After camp breakfast, we staged a coup against Alastair and refused to walk back to the main monastery. So we walked a little bit and found a taxi to go in instead. An old beaten up Lada driven by Captain Vyacheslav from Ukraine (may not have been an actual captain), he expertly navigated pot holes and expressed his sadness about the fighting in his homeland. While not explicitly in your face, Ukraine was never far away from the agenda, but officially referred to as ‘the situation’ and the like. I found people’s opinions divided on the matter. Some would wear patriotic t-shirts supporting the Russian annexation of the Crimea, while others would roll their eyes at the mention of Putin.
We then toured the monastery, which was the usual restrained religious affair. For those who think Catholics get a bit carried away sometimes, they don’t have anything on the Orthodox church. They love gold. They also love cats, as there were loads of them running about. One woman had decided to give them all sausages too, which resulted in loads of feline running about the place with sausages in their mouths, while gulls looked on enviously.
Then, as ever, it was time to move on. Valaam had been an unexpected and picturesque joy, and a great starter for the rest of the trip. We hopped aboard another hydrofoil to the town of Sortavala, where we picked up a bus to the city of Petrozavodsk. We also picked up some new Russian friends, Olga, Olga, and Margarita. They were heading in the same direction as us, and spoke English. They were also a little bemused to discover two English guys who spoke no Russian heading up to the far north of their country. It was a common reaction.

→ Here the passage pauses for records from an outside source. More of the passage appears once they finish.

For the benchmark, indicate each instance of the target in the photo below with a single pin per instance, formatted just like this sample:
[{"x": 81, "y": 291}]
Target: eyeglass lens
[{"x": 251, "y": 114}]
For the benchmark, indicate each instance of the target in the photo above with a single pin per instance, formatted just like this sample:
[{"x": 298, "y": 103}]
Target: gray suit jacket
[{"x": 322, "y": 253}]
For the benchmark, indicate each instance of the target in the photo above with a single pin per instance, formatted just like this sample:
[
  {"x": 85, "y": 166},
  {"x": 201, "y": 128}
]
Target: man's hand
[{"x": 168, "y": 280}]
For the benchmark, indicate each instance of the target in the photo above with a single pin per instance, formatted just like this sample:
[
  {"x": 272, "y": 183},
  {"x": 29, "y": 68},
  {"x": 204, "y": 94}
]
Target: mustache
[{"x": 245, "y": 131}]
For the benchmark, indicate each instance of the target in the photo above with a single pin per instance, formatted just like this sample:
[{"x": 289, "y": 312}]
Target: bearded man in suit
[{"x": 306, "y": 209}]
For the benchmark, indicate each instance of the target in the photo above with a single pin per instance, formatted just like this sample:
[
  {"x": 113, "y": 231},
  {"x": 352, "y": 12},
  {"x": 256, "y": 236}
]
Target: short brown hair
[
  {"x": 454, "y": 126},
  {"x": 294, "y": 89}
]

We arrived at Petrozavodsk, the capital of Karelia, around 11pm. With a train to Kem to catch at 3am, we had a few hours to explore. And of course with it still being daylight at this time, we could have a good look at this city. What seemed to be a starkly Soviet place revealed itself to be an interesting city perched on a spectacular lakeside setting with a penchant for modern art. Statues littered the promenade, and a chalkboard on one of the streets invited passers-by to grab a piece of chalk and answer the question, ‘what do you want to do before you die?’. But Petrozavodsk’s finest accomplishment was a reversal of art. In what seemed to be a former theatre, is the world’s most ornate KFC. I leave it below with no further comment.
Then it was time to jump on our night train further north, as we made our way to the shores of the White Sea, and readied ourselves to journey to the Solovetsky Islands, home to a giant fortified monastery, ancient stone labyrinths, and one of the original gulags.

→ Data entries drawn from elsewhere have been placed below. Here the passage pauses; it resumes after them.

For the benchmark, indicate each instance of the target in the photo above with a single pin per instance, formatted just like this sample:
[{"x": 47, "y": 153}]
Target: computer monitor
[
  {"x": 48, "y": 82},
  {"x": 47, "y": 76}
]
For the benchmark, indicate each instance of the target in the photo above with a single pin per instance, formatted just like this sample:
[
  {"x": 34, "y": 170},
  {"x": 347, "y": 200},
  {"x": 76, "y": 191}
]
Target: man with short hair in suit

To save this becoming too much of an epic, I’ll save the Solovetsky Islands for part two. In which I have a day involving rowing, wild swimming, mountain biking, and being whipped with a birch branch in the Russian equivalent of a sauna.

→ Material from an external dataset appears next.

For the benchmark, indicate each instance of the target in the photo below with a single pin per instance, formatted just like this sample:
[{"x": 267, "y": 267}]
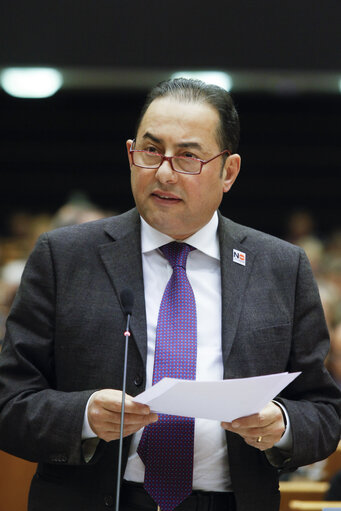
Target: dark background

Bee Says: How can I possibly follow this? Nick is right; after my Three Peaks Challenge I was happy to hand over the Bear Grylls baton to Nick, Mark and Alastair whilst I spent my week doing two things i) My Bee Do and… ii) recovering from my Bee Do! My Bee Do (most definitely not a hen do, but the same pre-wedding party concept!) was probably one of the best weekends of my life. I was whisked off to a country manor in the Peak District to spend 3 days with my favourite 18 people in a haze of prosecco, cupcake decorating, rambling in the sunshine, Wes Anderson movie marathoning, garden lazing, bare foot dancing in my own private disco (bucket list item – tick!) and endless surprises! I was absolutely spoilt rotten and cannot believe how much effort my maid of honour (made of honour) Lol had put into getting every tiny aspect spot on! I still look through the photos every morning and relive it in intricate detail. I am so, so very lucky. Not even the slight worry about Nick’s wellbeing in Russia could take away from the weekend. I was a little concerned he might try to live-out his number one dream of fighting a bear (I know right?) but luckily he is back in one piece with all digits in-tact for our big day!